7. Transport Cost is Zero: This is a fallacy of distributed computing because it assumes that the cost of transmitting data between nodes in a distributed system is zero. However, this is not the case in reality. Transferring data between nodes can consume resources such as bandwidth and storage, and these costs should be taken into account when designing distributed systems.

For example, if a distributed system requires a large amount of data to be transferred between nodes, this can consume a significant amount of bandwidth and may result in additional costs for the system. Similarly, storing data on nodes may require the use of additional storage resources, which can also have costs associated with them. Ignoring the cost of data transfer and storage can lead to inefficient use of resources and can negatively impact the performance and reliability of the system.

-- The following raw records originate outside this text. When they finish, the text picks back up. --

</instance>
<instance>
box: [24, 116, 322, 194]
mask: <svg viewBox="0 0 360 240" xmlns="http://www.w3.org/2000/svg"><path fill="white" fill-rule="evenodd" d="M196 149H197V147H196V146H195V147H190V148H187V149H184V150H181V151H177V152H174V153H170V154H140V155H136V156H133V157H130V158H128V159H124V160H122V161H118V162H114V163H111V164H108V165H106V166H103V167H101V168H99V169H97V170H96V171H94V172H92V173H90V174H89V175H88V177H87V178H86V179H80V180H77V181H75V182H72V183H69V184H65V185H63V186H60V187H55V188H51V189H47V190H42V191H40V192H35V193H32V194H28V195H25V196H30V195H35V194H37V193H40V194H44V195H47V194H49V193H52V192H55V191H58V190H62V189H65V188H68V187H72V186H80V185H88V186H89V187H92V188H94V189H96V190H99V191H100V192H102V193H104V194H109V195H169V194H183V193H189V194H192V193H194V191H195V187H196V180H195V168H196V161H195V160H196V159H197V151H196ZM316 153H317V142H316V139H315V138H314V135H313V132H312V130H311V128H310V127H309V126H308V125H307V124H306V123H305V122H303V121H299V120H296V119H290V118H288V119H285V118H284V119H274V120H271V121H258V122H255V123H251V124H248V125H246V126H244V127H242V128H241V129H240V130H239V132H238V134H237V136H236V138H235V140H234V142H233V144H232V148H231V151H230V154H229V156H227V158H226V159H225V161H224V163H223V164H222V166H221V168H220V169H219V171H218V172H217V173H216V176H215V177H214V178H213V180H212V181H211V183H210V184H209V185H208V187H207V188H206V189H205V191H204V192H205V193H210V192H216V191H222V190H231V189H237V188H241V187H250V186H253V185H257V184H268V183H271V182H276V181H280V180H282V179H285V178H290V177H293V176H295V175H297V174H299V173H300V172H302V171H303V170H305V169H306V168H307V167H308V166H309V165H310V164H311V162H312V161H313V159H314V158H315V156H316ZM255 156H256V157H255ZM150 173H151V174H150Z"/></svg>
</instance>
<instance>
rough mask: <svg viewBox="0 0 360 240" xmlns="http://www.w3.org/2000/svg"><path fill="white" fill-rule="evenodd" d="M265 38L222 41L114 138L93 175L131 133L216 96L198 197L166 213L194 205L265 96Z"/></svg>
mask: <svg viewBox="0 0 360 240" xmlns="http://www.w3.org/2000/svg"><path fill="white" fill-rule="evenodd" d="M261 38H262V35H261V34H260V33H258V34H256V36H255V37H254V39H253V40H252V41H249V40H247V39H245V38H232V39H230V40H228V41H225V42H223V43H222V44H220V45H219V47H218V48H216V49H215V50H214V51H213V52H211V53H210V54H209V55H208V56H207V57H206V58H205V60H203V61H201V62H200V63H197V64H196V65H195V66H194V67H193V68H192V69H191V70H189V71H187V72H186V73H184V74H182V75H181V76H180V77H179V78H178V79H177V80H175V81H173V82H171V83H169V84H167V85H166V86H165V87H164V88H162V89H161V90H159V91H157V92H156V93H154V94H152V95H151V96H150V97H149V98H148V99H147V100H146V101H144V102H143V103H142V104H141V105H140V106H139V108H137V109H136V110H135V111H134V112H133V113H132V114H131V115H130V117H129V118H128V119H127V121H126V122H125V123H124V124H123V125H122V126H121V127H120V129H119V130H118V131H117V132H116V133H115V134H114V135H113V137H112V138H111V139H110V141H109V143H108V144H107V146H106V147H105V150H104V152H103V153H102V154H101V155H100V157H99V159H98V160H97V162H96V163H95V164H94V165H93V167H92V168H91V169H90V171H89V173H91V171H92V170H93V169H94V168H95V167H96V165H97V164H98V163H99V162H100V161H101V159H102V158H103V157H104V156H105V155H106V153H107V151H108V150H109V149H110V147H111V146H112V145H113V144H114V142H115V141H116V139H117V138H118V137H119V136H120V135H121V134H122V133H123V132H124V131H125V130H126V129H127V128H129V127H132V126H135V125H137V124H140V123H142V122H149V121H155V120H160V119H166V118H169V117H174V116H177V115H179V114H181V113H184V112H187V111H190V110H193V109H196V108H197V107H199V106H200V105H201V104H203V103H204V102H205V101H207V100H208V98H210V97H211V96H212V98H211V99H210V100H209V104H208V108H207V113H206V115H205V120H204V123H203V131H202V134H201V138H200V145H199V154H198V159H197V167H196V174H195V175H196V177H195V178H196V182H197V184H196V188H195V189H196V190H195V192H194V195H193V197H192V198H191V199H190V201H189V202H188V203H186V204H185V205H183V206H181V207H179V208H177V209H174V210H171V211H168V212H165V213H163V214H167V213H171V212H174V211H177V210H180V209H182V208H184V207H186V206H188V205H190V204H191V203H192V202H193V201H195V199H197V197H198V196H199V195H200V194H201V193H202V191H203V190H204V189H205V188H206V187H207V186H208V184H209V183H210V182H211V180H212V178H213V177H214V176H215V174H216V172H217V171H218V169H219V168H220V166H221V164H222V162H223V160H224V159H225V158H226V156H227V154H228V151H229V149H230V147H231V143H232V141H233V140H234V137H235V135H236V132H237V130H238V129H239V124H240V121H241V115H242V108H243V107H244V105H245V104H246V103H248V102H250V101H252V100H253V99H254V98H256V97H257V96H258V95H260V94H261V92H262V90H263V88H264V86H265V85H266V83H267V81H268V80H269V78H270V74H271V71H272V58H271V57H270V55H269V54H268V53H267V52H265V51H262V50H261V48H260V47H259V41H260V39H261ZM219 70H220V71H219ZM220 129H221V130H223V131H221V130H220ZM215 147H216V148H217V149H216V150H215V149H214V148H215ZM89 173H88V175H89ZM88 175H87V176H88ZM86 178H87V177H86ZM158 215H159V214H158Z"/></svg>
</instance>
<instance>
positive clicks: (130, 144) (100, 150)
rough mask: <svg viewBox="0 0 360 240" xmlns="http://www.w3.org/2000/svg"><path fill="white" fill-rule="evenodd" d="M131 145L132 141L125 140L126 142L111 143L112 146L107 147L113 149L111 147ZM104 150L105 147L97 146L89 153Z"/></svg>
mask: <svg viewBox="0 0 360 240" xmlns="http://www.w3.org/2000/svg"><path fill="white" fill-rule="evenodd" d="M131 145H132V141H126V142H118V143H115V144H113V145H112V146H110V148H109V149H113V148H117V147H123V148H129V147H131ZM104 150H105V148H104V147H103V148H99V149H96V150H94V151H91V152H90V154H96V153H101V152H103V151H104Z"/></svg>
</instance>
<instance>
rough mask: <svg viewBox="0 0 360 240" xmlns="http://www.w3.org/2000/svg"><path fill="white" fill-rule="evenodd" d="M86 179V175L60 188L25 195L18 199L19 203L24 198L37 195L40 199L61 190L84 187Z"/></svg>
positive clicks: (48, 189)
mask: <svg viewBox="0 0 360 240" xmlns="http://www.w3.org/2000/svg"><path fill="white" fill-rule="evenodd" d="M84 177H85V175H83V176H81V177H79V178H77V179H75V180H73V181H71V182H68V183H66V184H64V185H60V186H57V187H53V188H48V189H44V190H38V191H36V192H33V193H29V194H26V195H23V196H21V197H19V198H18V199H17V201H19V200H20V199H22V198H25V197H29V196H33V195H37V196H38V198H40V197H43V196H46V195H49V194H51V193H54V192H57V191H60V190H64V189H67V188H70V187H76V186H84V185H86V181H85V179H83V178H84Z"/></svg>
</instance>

It’s important to carefully consider the cost of data transfer and storage when designing distributed systems, and to ensure that the system is designed to use these resources efficiently.

8. Network is Homogeneous: This fallacy assumes that all nodes in a distributed system are the same, with no differences in hardware, software, or network infrastructure. However, in reality, distributed systems often consist of nodes with different capabilities and configurations, and these differences can have a significant impact on the performance and reliability of the system.

It’s important to consider the heterogeneity of a distributed system when designing and implementing it, as it can affect the way that the system functions and how it is able to handle failures or changes in the network.

For example, if a distributed system is built on nodes with different hardware or software configurations, it may be necessary to design the system to handle these differences and to ensure that it can continue to function properly even if some nodes fail or are removed from the network.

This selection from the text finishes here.